The US Food and Drug Administration on Friday announced changes to rules that broadly restrict many gay and bisexual men from giving blood, instead centering donor criteria on individual health screenings, a shift many in the activist and medical communities have advocated for.
The current blood donation guidance bans any man who has sex with men (MSM) from donating blood if they’ve had sex in the last three months. The same waiting period applies to other people who have sex with MSM.
According to the new rules, which won’t go into effect until the FDA finalizes them in the coming months, MSM and their partners will be able to donate blood without any waiting period. There will still be restrictions on anyone who’s had sex with multiple partners or a new partner within the last three months, and who has also had anal sex within that time frame. The new rules also won’t change restrictions on other criteria, such as recent injection drug use and having sex in exchange for money.
The proposal comes as the US faces a blood supply problem, and is in line with blood donation guidelines in other countries such as Canada and the UK. The FDA said that its draft recommendations are based on a review of available information, including data from countries that already implement the guidelines.
A safe blood supply and donation process is “paramount” to the FDA, the agency’s commissioner, Dr. Robert M. Califf, said in a news release, and maintaining it is important.
“This proposal for an individual risk assessment, regardless of gender or sexual orientation, will enable us to continue using the best science to do so,” Califf said.

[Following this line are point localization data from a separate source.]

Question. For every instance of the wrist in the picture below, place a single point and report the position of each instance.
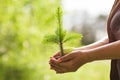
(88, 55)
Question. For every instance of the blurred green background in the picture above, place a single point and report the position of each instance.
(23, 23)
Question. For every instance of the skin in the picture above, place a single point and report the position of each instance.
(101, 50)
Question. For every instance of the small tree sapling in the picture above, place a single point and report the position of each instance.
(61, 36)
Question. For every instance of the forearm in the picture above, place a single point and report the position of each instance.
(94, 45)
(108, 51)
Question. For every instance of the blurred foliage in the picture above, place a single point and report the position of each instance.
(23, 23)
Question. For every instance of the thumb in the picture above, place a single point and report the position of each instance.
(65, 58)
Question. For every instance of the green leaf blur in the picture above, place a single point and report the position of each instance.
(23, 56)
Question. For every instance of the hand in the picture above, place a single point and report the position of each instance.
(69, 62)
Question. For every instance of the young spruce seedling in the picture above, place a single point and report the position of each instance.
(61, 36)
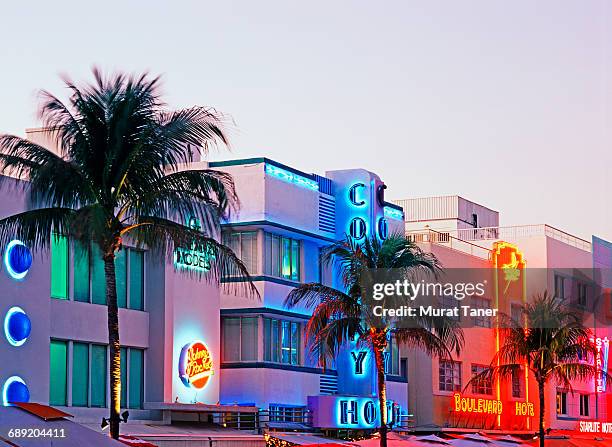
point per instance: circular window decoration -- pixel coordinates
(17, 259)
(17, 326)
(195, 365)
(15, 390)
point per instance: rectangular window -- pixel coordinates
(449, 375)
(136, 380)
(244, 245)
(98, 375)
(80, 374)
(59, 267)
(483, 385)
(248, 339)
(516, 384)
(481, 303)
(136, 279)
(392, 360)
(559, 286)
(58, 366)
(82, 272)
(124, 369)
(282, 257)
(583, 292)
(282, 341)
(584, 405)
(90, 278)
(561, 403)
(231, 339)
(516, 313)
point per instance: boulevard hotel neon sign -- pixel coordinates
(478, 405)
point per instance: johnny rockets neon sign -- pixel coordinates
(602, 346)
(195, 365)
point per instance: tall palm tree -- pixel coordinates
(551, 342)
(121, 172)
(342, 316)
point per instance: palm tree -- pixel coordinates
(343, 316)
(551, 342)
(121, 172)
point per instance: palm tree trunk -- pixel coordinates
(113, 341)
(382, 391)
(541, 424)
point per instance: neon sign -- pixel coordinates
(17, 326)
(195, 365)
(17, 259)
(602, 346)
(393, 213)
(15, 390)
(290, 177)
(523, 409)
(594, 427)
(477, 405)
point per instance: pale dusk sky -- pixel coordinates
(508, 104)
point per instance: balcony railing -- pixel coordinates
(466, 239)
(446, 239)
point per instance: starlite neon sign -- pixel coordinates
(290, 177)
(602, 347)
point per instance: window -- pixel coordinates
(282, 257)
(559, 286)
(58, 372)
(583, 292)
(516, 384)
(392, 360)
(240, 335)
(561, 402)
(287, 413)
(516, 313)
(450, 375)
(584, 405)
(282, 340)
(59, 267)
(483, 385)
(244, 245)
(481, 303)
(98, 376)
(90, 280)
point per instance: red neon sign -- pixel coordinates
(195, 365)
(477, 405)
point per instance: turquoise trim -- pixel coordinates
(277, 225)
(274, 279)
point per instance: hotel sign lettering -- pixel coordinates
(477, 405)
(485, 406)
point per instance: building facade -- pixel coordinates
(195, 350)
(564, 265)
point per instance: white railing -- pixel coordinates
(514, 233)
(446, 239)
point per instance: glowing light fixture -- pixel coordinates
(290, 177)
(14, 390)
(17, 259)
(17, 326)
(393, 213)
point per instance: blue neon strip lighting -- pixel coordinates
(392, 213)
(17, 326)
(290, 177)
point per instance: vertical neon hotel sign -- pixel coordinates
(602, 346)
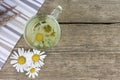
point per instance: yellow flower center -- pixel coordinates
(35, 57)
(39, 37)
(21, 60)
(47, 28)
(32, 70)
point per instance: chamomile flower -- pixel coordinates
(32, 71)
(38, 58)
(18, 60)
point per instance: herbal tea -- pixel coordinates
(42, 32)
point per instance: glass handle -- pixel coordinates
(56, 12)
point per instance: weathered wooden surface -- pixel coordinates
(85, 10)
(85, 51)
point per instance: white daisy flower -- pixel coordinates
(18, 60)
(32, 71)
(38, 58)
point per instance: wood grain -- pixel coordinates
(85, 10)
(85, 52)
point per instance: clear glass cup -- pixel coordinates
(43, 31)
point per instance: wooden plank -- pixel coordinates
(73, 66)
(86, 38)
(85, 52)
(85, 10)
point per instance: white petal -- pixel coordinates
(19, 51)
(36, 74)
(22, 51)
(29, 75)
(13, 57)
(33, 76)
(13, 62)
(42, 53)
(16, 54)
(41, 63)
(17, 69)
(15, 65)
(43, 57)
(21, 70)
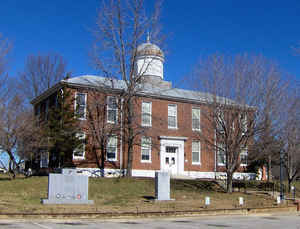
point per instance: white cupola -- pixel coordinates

Friday’s announcement by the FDA is the latest move to loosen a decades-long practice of stopping men who have sex with men from giving blood. Until 2015, gay and bisexual men weren’t allowed to donate blood at all. In 2020, the FDA shortened its deferral period for men who have sex with men, changing the requirement from waiting 12 months since last sexual contact to three months.
The blood donation rules and bans, largely impacting gay men but also restricting others, including people who’ve gotten tattoos or inject drugs, are based on the assessment of who’s more at risk for contracting human immunodeficiency virus (HIV). The lifetime blood donation restriction on men who have sex with men which expired in 2015 was created in the 1980s, during the HIV/AIDS crisis which disproportionately impacted gay and bisexual men. HIV spreads more easily through anal sex, a focus in the new donation guidance.

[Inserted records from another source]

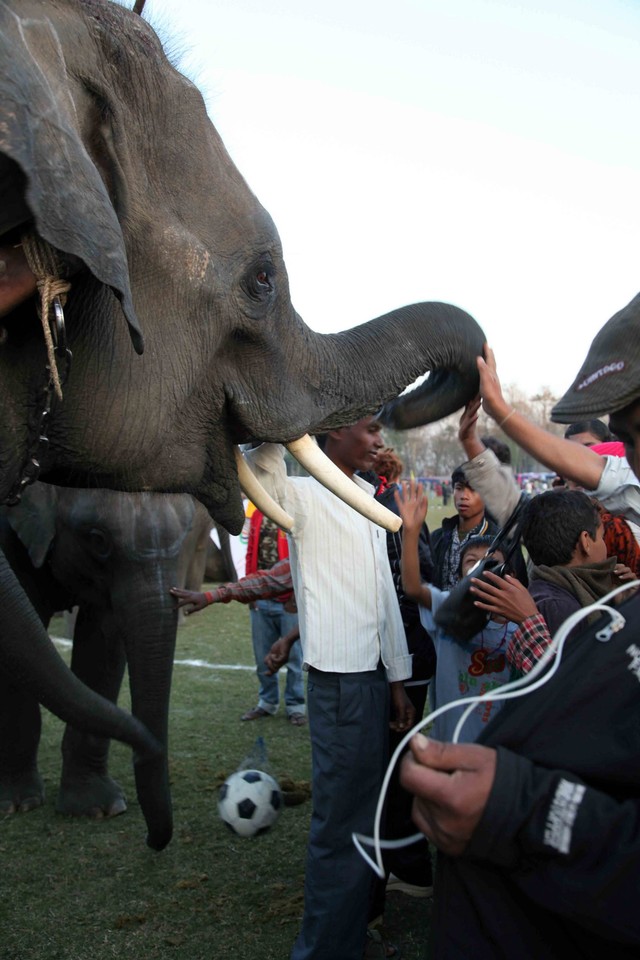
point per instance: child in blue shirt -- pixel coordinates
(462, 669)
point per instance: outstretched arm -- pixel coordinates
(568, 459)
(280, 651)
(412, 505)
(505, 597)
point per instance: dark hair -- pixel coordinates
(553, 522)
(595, 427)
(458, 477)
(501, 450)
(389, 465)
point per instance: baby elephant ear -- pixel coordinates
(39, 131)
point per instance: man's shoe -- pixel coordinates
(256, 713)
(297, 719)
(412, 889)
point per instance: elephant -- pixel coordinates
(114, 555)
(118, 199)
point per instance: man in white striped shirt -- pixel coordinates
(355, 650)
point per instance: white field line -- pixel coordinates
(204, 664)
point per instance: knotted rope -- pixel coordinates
(47, 269)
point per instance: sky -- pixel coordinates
(479, 152)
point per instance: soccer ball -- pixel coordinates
(249, 802)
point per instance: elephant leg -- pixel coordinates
(86, 789)
(21, 786)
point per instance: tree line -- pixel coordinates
(435, 451)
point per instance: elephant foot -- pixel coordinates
(20, 792)
(92, 795)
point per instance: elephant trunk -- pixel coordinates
(377, 360)
(325, 381)
(30, 659)
(150, 638)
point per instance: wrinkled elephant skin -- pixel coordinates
(115, 556)
(107, 154)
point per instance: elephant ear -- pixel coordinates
(38, 131)
(34, 520)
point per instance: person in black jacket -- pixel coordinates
(538, 823)
(470, 520)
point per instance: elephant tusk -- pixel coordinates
(253, 489)
(308, 453)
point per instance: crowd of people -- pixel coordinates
(533, 811)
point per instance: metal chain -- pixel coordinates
(39, 424)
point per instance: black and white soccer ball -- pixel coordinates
(249, 802)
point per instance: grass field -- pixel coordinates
(92, 890)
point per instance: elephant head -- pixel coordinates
(113, 555)
(126, 177)
(107, 155)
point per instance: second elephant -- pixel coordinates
(115, 556)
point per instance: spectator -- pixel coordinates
(270, 620)
(356, 653)
(564, 536)
(462, 669)
(539, 822)
(470, 521)
(609, 479)
(588, 432)
(408, 869)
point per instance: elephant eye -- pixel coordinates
(259, 281)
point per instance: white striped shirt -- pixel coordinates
(347, 604)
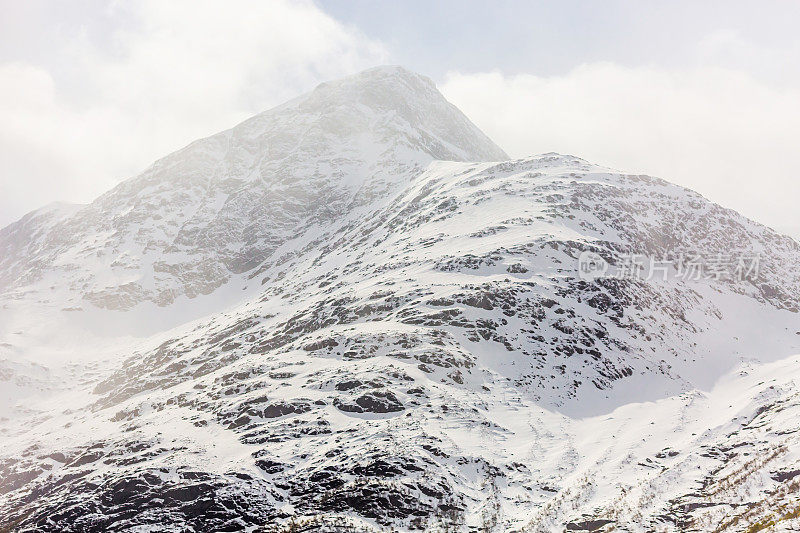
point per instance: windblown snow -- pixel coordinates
(354, 312)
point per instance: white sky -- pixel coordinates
(705, 94)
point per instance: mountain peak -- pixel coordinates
(394, 106)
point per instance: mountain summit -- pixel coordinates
(221, 205)
(354, 326)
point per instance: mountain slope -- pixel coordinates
(413, 347)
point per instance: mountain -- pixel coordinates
(354, 312)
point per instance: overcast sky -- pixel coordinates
(705, 94)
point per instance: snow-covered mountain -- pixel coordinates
(354, 312)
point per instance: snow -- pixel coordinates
(349, 299)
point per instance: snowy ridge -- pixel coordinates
(403, 342)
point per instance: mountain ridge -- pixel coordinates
(420, 354)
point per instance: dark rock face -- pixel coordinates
(404, 321)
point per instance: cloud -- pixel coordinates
(719, 131)
(106, 106)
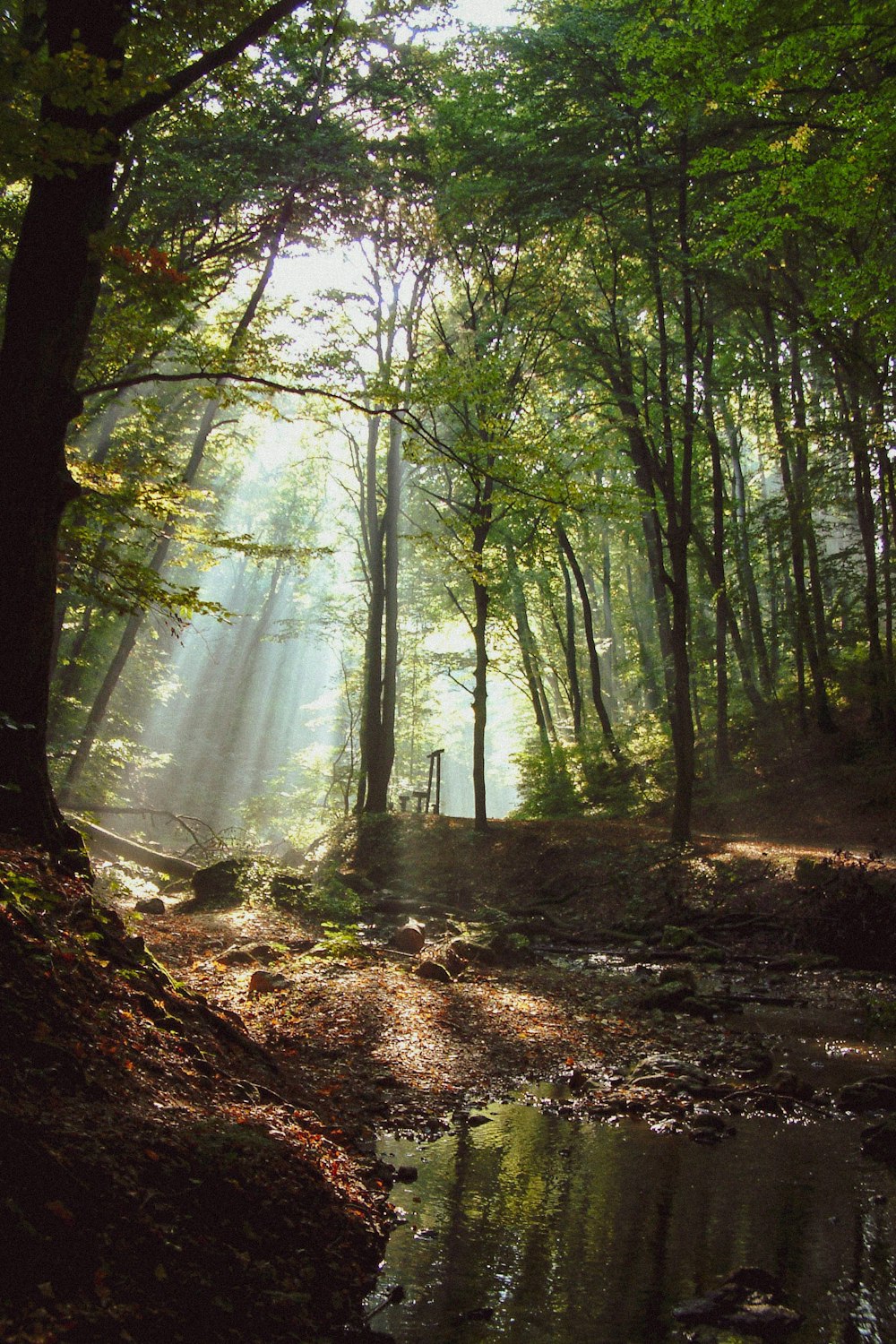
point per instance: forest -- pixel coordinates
(447, 483)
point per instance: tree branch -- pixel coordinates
(210, 61)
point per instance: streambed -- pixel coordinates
(536, 1228)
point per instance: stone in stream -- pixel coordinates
(236, 957)
(410, 937)
(668, 1073)
(151, 906)
(266, 981)
(435, 970)
(869, 1094)
(879, 1142)
(748, 1301)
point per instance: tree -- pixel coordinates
(51, 297)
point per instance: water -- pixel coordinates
(578, 1231)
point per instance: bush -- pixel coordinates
(546, 784)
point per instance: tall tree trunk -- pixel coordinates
(479, 691)
(587, 621)
(570, 650)
(51, 297)
(753, 610)
(651, 690)
(856, 408)
(797, 524)
(718, 559)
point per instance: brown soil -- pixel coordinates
(203, 1140)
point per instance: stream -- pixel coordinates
(530, 1226)
(533, 1228)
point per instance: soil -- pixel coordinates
(206, 1129)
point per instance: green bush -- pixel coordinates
(546, 784)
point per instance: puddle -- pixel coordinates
(538, 1230)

But not only has the country moved ahead decades in terms of HIV awareness and prevention, advancements in science and medical testing have extended to blood donations clinics, and they already test donor blood for infectious diseases including HIV and hepatitis B and C.
“This proposed blood donation policy moves the country toward what LGBTQ+ advocates and medical experts have been saying for years,” Kelley Robinson, president of the Human Rights Campaign, said in a press release Friday. “That a science-based, individualized risk assessment is the best, most equitable way to ensure safety of the blood supply while reducing unnecessary discrimination against gay, bisexual, and other men who have sex with men.”
According to the new guidelines, time-based restrictions for those taking PrEP (an HIV drug that helps prevent infection pre-exposure) and PEP (a drug taken post-exposure) will still be in effect, the FDA said. People taking PrEP and PEP should continue their medication and not stop in order to donate blood, the HRC said.